Saturday, November 29, 2008

{11.5} 2nd letter home - Homesick punches my gut

Family,

Tonight I suffer from the most miserable homesickness. I miss you all so much. I miss having you near. I miss the drunk texting and passing out on your couches, or beds. I miss the people whom I truly connected with. I am so open in this letter to you, and it is stunning me. Literally, I feel lost and confused. Why am I writing this? Why do I feel this way? I'm in paradise for gawd sakes. Fuck it hurts.

Indeed Brado & I meet many people, but every friendship ends so quickly, anywhere from 1-3 days. It's always the same. We spend a short amount fo time with a person, or a gorup, and then they're gone. Perhaps I'm too social. I don't know. I connected so deeply with you all. Or at least that's what I felt.

I'm growing tired of this constant heartbreaking. I yearn for you, my family. All these random fucking people. Some swear they're hot shit. Others are cool as ice cream. And with them it's great! We converse and connect and conversation forms high and flows powerfully and smoothly and rockets foreward full of energy and intrigue. As perfect strangers we smile passionately. Our banter deeply plunges into substance and it's delightful.

And then, with equal grace it dissolves. And again you're lonely. Again you seek a social group. I'm at the ridiculous Australian island called Magnetic Island. I swear to gawd I've befriended a third of the people here. Tonight's the 3rd night and I know it's our last and I'm fucking hurt again. What's the point?
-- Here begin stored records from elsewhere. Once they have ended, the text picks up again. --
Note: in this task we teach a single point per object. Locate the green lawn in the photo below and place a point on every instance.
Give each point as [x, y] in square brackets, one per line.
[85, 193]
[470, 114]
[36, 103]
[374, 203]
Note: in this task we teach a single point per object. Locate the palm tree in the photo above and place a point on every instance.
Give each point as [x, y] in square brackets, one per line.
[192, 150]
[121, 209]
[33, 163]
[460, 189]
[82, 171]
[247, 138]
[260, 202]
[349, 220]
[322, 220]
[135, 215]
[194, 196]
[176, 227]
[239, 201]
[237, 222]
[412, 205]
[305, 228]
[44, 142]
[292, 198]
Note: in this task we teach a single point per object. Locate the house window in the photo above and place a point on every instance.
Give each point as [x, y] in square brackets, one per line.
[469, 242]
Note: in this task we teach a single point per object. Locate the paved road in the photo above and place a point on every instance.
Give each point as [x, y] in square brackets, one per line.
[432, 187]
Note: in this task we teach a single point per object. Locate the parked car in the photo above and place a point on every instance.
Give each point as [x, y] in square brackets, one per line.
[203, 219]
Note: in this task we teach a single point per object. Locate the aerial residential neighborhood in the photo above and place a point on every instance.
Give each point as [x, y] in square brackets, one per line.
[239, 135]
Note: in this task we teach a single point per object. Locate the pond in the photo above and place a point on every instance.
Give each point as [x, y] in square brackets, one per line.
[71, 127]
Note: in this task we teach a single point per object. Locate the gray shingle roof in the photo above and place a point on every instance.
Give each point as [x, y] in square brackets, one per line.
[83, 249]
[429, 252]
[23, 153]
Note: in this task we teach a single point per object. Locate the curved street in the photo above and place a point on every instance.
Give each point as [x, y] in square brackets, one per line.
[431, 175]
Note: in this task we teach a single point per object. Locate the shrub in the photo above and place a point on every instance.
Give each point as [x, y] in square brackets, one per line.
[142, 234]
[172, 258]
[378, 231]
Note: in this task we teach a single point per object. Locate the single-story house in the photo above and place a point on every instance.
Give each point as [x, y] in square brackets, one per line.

Nobody we've met is nearly as fun or happy or cool as any of you. And the damn Canadians. Bunch of wankers. It's funny, many Canadians travel but few Americans do. So locals naturally think I'm Canadian. Then I tell them I'm not and they apologize. They tell me when Canadians are called American it pisses them off. WHAT THE FUCK! Before I noticed that trend of comments, I gave all Canadians a chance like the bubbly Minx you all know. And I've met only 4 cool ones (we've met countless in total). The rest either just suck or are ASSHOLES. Damn I'm in a bad mood. Sorry to send another depressing letter. You're the only one's I've told this to, like the whole lonely thing and all. I see your faces through everyday. My heart cramps when I do.

I know this is a fucking gnarly experience and I'm so lucky and blah blah blah, and at the end I'll be all strong 'n' shit. But fuck that. Right now, in this gawd damn bunk bed, in this gawd damn cabin, on this gawd damn island, my heart aches. That's where the pain is—my heart.

I'm sure I'll get over this, and be better off when I do. But right now it hurts. Damn it. Please come meet up with us. And I don't say that because I need you here. I don't, though I'd like it. Really, I love you all and want you to travel and see the world. This really is cool. Gawd I'm a mess. I miss how Laurie felt in my arms.

Sometimes a bunch of stuff goes around in your head and you can't stop it. So you write it down and it feels better. I feel better. Thanks. Good talk haha.

I'm gonna smoke a cig and sleep. Write the second half of this crazy fucking letter when the sun shines again.

Oh! Before I drift off to dreamland, I must quickly remark how much I appreciate every comment and email and message. I see you speaking when I read them. I hear you when I read them. They're like little hugs and keep me going. Fuckin love you.